While industry groups applaud the Labor Department’s recent decision to seek a delay of the January compliance date for its fiduciary rule by 18 months, they say such an extension comes with its own set of problems.
The ERISA Industry Committee told Labor in a Wednesday comment letter that while ERIC supports a delay, “uncertainty as to plan fiduciaries’ obligations to monitor service providers’ adherence to the rule has caused some plan fiduciaries to consider directing substantial resources toward compliance costs rather than toward providing benefits,” an outcome ERIC suspects is not consistent with the department’s intention in implementing the rule.
The group, which advocates for large employers on health, retirement and compensation public policies, asked Labor for “clear guidance on how plan fiduciaries can satisfy this duty to monitor that will allow them to channel the appropriate resources needed, and not more, toward this monitoring obligation.”
Will Hansen, senior vice president of retirement policy for ERIC, told ThinkAdvisor on Thursday that Labor’s plan to extend the transition period from Jan. 1, 2018, to July 1, 2019, will also postpone additional guidance from Labor “on how a plan sponsor should properly monitor the fiduciary obligations of a recordkeeper that is now providing rollover and other investment advice to plan participants,” activities that prior to June 9, when the rule’s Impartial Conduct Standards kicked in, “were not necessarily deemed a fiduciary level event.”
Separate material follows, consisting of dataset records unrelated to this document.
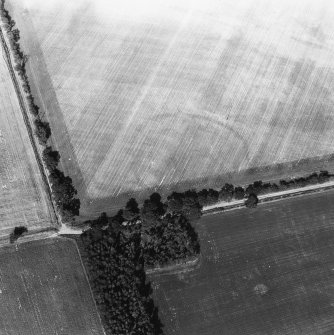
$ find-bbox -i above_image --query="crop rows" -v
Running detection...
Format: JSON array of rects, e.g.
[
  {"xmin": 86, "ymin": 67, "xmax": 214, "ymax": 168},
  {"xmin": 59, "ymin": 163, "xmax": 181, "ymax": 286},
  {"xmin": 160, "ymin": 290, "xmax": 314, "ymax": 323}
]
[
  {"xmin": 150, "ymin": 188, "xmax": 334, "ymax": 334},
  {"xmin": 9, "ymin": 0, "xmax": 334, "ymax": 219},
  {"xmin": 0, "ymin": 40, "xmax": 55, "ymax": 236},
  {"xmin": 0, "ymin": 237, "xmax": 105, "ymax": 335}
]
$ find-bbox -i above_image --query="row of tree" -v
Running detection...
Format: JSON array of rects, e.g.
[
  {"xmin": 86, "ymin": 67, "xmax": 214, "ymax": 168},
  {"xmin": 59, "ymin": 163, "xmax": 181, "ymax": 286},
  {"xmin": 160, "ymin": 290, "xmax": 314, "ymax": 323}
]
[
  {"xmin": 0, "ymin": 1, "xmax": 80, "ymax": 222},
  {"xmin": 190, "ymin": 171, "xmax": 332, "ymax": 207}
]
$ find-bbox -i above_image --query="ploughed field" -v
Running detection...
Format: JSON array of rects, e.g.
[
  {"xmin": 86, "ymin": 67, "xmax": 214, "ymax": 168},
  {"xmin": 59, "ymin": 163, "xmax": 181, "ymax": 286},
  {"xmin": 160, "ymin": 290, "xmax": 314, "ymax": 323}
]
[
  {"xmin": 149, "ymin": 188, "xmax": 334, "ymax": 334},
  {"xmin": 0, "ymin": 44, "xmax": 55, "ymax": 236},
  {"xmin": 0, "ymin": 237, "xmax": 105, "ymax": 335},
  {"xmin": 9, "ymin": 0, "xmax": 334, "ymax": 217}
]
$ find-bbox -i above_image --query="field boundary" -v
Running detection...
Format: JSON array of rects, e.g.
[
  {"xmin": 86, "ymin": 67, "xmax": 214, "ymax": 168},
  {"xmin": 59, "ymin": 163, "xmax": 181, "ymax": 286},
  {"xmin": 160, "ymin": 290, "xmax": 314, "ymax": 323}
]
[
  {"xmin": 203, "ymin": 180, "xmax": 334, "ymax": 215},
  {"xmin": 0, "ymin": 25, "xmax": 60, "ymax": 227},
  {"xmin": 146, "ymin": 255, "xmax": 201, "ymax": 275}
]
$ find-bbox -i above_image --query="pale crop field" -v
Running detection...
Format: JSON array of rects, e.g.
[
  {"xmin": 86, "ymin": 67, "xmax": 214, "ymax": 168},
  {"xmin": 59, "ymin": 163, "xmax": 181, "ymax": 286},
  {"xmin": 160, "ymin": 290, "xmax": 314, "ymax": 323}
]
[
  {"xmin": 149, "ymin": 188, "xmax": 334, "ymax": 334},
  {"xmin": 0, "ymin": 45, "xmax": 55, "ymax": 236},
  {"xmin": 8, "ymin": 0, "xmax": 334, "ymax": 216},
  {"xmin": 0, "ymin": 237, "xmax": 105, "ymax": 335}
]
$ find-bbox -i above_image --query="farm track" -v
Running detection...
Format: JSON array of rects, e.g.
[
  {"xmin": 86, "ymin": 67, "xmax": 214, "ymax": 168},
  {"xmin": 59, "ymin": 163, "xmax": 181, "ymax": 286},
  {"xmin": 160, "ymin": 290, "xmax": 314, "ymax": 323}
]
[
  {"xmin": 203, "ymin": 180, "xmax": 334, "ymax": 216},
  {"xmin": 0, "ymin": 26, "xmax": 60, "ymax": 227}
]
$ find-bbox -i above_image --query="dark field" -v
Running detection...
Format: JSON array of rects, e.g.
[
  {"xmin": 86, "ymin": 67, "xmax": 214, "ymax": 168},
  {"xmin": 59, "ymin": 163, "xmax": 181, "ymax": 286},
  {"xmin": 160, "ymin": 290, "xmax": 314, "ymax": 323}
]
[
  {"xmin": 0, "ymin": 237, "xmax": 104, "ymax": 335},
  {"xmin": 150, "ymin": 189, "xmax": 334, "ymax": 334}
]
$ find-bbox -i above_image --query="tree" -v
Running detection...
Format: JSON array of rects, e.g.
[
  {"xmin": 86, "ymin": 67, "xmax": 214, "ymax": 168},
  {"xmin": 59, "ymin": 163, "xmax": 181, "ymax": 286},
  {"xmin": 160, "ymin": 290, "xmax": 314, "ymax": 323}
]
[
  {"xmin": 318, "ymin": 170, "xmax": 330, "ymax": 183},
  {"xmin": 245, "ymin": 193, "xmax": 258, "ymax": 208},
  {"xmin": 142, "ymin": 213, "xmax": 200, "ymax": 268},
  {"xmin": 234, "ymin": 186, "xmax": 245, "ymax": 200},
  {"xmin": 166, "ymin": 190, "xmax": 202, "ymax": 220},
  {"xmin": 306, "ymin": 173, "xmax": 318, "ymax": 185},
  {"xmin": 49, "ymin": 169, "xmax": 77, "ymax": 204},
  {"xmin": 34, "ymin": 119, "xmax": 51, "ymax": 145},
  {"xmin": 207, "ymin": 188, "xmax": 219, "ymax": 204},
  {"xmin": 123, "ymin": 198, "xmax": 140, "ymax": 221},
  {"xmin": 11, "ymin": 27, "xmax": 20, "ymax": 42},
  {"xmin": 269, "ymin": 183, "xmax": 279, "ymax": 192},
  {"xmin": 42, "ymin": 146, "xmax": 60, "ymax": 171},
  {"xmin": 141, "ymin": 193, "xmax": 165, "ymax": 229},
  {"xmin": 182, "ymin": 190, "xmax": 202, "ymax": 221},
  {"xmin": 219, "ymin": 183, "xmax": 234, "ymax": 202},
  {"xmin": 62, "ymin": 198, "xmax": 81, "ymax": 218},
  {"xmin": 166, "ymin": 192, "xmax": 184, "ymax": 213},
  {"xmin": 197, "ymin": 189, "xmax": 209, "ymax": 206},
  {"xmin": 246, "ymin": 180, "xmax": 264, "ymax": 195},
  {"xmin": 48, "ymin": 169, "xmax": 80, "ymax": 220},
  {"xmin": 26, "ymin": 95, "xmax": 39, "ymax": 116}
]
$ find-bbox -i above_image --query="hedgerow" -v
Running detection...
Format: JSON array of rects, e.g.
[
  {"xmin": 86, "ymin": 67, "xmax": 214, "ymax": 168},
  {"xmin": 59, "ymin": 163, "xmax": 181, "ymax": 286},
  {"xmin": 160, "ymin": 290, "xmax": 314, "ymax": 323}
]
[{"xmin": 196, "ymin": 170, "xmax": 332, "ymax": 207}]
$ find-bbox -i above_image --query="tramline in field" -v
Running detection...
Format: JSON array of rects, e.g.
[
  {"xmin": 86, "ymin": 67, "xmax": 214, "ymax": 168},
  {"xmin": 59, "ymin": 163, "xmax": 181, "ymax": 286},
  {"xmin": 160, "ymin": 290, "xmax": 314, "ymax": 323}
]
[
  {"xmin": 8, "ymin": 0, "xmax": 334, "ymax": 219},
  {"xmin": 0, "ymin": 237, "xmax": 105, "ymax": 335},
  {"xmin": 0, "ymin": 42, "xmax": 55, "ymax": 237},
  {"xmin": 150, "ymin": 188, "xmax": 334, "ymax": 335}
]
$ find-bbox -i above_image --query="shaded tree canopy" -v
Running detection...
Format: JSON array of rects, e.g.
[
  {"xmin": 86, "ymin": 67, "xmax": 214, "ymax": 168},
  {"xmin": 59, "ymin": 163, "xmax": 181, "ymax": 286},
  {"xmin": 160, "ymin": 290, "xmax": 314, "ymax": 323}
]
[
  {"xmin": 207, "ymin": 188, "xmax": 219, "ymax": 204},
  {"xmin": 234, "ymin": 186, "xmax": 245, "ymax": 200},
  {"xmin": 34, "ymin": 118, "xmax": 51, "ymax": 145},
  {"xmin": 197, "ymin": 189, "xmax": 209, "ymax": 206},
  {"xmin": 141, "ymin": 193, "xmax": 166, "ymax": 229},
  {"xmin": 42, "ymin": 146, "xmax": 60, "ymax": 172},
  {"xmin": 219, "ymin": 183, "xmax": 234, "ymax": 202},
  {"xmin": 245, "ymin": 193, "xmax": 259, "ymax": 208},
  {"xmin": 49, "ymin": 169, "xmax": 77, "ymax": 203},
  {"xmin": 49, "ymin": 169, "xmax": 80, "ymax": 220},
  {"xmin": 142, "ymin": 213, "xmax": 200, "ymax": 268},
  {"xmin": 123, "ymin": 198, "xmax": 140, "ymax": 221},
  {"xmin": 167, "ymin": 190, "xmax": 202, "ymax": 221},
  {"xmin": 166, "ymin": 191, "xmax": 184, "ymax": 213}
]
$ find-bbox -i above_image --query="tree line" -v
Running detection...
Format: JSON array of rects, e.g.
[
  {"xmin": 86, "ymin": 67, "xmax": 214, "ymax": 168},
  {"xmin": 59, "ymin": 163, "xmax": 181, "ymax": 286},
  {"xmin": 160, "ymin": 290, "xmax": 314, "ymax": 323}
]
[
  {"xmin": 0, "ymin": 1, "xmax": 80, "ymax": 222},
  {"xmin": 196, "ymin": 170, "xmax": 332, "ymax": 207}
]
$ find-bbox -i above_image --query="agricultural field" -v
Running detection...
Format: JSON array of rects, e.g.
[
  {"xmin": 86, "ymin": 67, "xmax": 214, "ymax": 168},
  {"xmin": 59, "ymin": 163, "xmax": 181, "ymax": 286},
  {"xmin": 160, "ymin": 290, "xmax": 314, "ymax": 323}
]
[
  {"xmin": 0, "ymin": 237, "xmax": 105, "ymax": 335},
  {"xmin": 149, "ymin": 188, "xmax": 334, "ymax": 334},
  {"xmin": 0, "ymin": 42, "xmax": 55, "ymax": 237},
  {"xmin": 8, "ymin": 0, "xmax": 334, "ymax": 217}
]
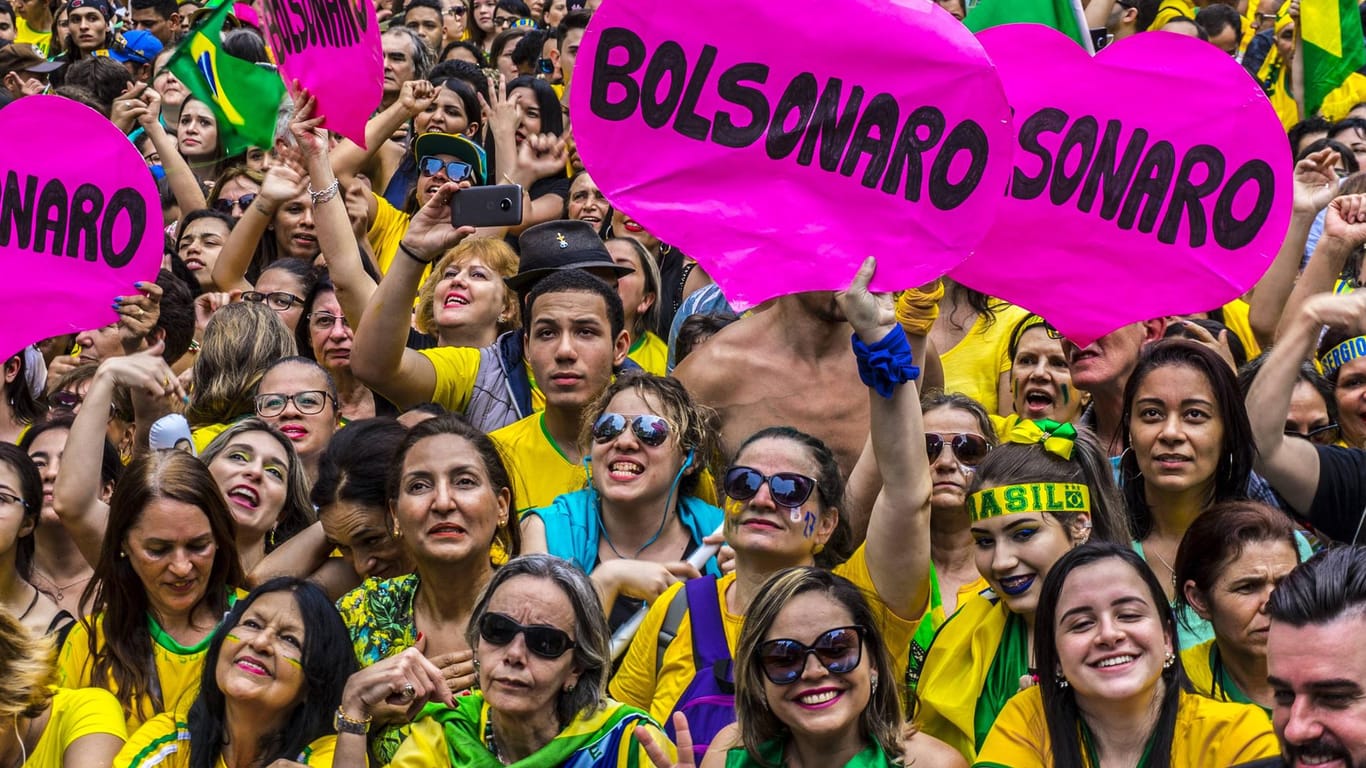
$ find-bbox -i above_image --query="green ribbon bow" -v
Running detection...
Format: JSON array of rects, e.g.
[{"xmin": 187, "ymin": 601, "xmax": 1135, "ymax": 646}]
[{"xmin": 1003, "ymin": 419, "xmax": 1077, "ymax": 460}]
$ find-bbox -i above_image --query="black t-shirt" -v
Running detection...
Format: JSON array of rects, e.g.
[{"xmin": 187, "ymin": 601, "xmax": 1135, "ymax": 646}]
[{"xmin": 1308, "ymin": 444, "xmax": 1366, "ymax": 543}]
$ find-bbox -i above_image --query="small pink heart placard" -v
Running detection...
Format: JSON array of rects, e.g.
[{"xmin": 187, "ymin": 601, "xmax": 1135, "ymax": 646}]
[
  {"xmin": 0, "ymin": 96, "xmax": 164, "ymax": 357},
  {"xmin": 951, "ymin": 25, "xmax": 1292, "ymax": 347},
  {"xmin": 570, "ymin": 0, "xmax": 1014, "ymax": 309}
]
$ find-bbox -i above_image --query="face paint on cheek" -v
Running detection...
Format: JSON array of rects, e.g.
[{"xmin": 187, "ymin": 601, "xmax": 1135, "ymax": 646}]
[
  {"xmin": 803, "ymin": 511, "xmax": 816, "ymax": 538},
  {"xmin": 790, "ymin": 507, "xmax": 803, "ymax": 523},
  {"xmin": 226, "ymin": 633, "xmax": 242, "ymax": 643},
  {"xmin": 1060, "ymin": 383, "xmax": 1071, "ymax": 405},
  {"xmin": 724, "ymin": 498, "xmax": 745, "ymax": 517},
  {"xmin": 283, "ymin": 655, "xmax": 303, "ymax": 669}
]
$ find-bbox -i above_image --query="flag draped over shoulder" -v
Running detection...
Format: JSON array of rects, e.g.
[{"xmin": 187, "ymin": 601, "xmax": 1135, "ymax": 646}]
[
  {"xmin": 166, "ymin": 0, "xmax": 284, "ymax": 155},
  {"xmin": 1301, "ymin": 0, "xmax": 1366, "ymax": 116},
  {"xmin": 964, "ymin": 0, "xmax": 1094, "ymax": 53}
]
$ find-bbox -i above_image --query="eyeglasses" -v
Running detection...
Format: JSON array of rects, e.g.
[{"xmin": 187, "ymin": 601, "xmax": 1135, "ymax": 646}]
[
  {"xmin": 0, "ymin": 492, "xmax": 26, "ymax": 509},
  {"xmin": 254, "ymin": 390, "xmax": 333, "ymax": 417},
  {"xmin": 445, "ymin": 5, "xmax": 466, "ymax": 15},
  {"xmin": 477, "ymin": 612, "xmax": 576, "ymax": 658},
  {"xmin": 592, "ymin": 413, "xmax": 671, "ymax": 447},
  {"xmin": 925, "ymin": 433, "xmax": 991, "ymax": 467},
  {"xmin": 758, "ymin": 626, "xmax": 865, "ymax": 685},
  {"xmin": 723, "ymin": 466, "xmax": 817, "ymax": 509},
  {"xmin": 419, "ymin": 156, "xmax": 474, "ymax": 182},
  {"xmin": 50, "ymin": 390, "xmax": 83, "ymax": 412},
  {"xmin": 1286, "ymin": 423, "xmax": 1340, "ymax": 446},
  {"xmin": 213, "ymin": 193, "xmax": 257, "ymax": 214},
  {"xmin": 308, "ymin": 312, "xmax": 351, "ymax": 332},
  {"xmin": 493, "ymin": 14, "xmax": 530, "ymax": 26},
  {"xmin": 242, "ymin": 291, "xmax": 305, "ymax": 312}
]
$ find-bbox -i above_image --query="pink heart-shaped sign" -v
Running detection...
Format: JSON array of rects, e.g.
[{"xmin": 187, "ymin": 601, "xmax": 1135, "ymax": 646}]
[
  {"xmin": 570, "ymin": 0, "xmax": 1013, "ymax": 309},
  {"xmin": 951, "ymin": 25, "xmax": 1292, "ymax": 347},
  {"xmin": 0, "ymin": 96, "xmax": 164, "ymax": 357}
]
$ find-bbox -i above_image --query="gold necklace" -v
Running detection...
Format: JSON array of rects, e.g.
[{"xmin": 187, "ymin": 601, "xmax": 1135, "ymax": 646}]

Plan sponsors, Hansen said, want more guidance from Labor “on how to satisfy the new standards the rule [has] imposed on them with respect to monitoring activities of plan recordkeepers and other consultants.”
Beyond that guidance, ERIC asked that the department allow service providers to present an annual certification that they did not provide any fiduciary investment advice to plan participants in the past year; or an annual certification that they did so and that the advice satisfies all relevant fiduciary obligations.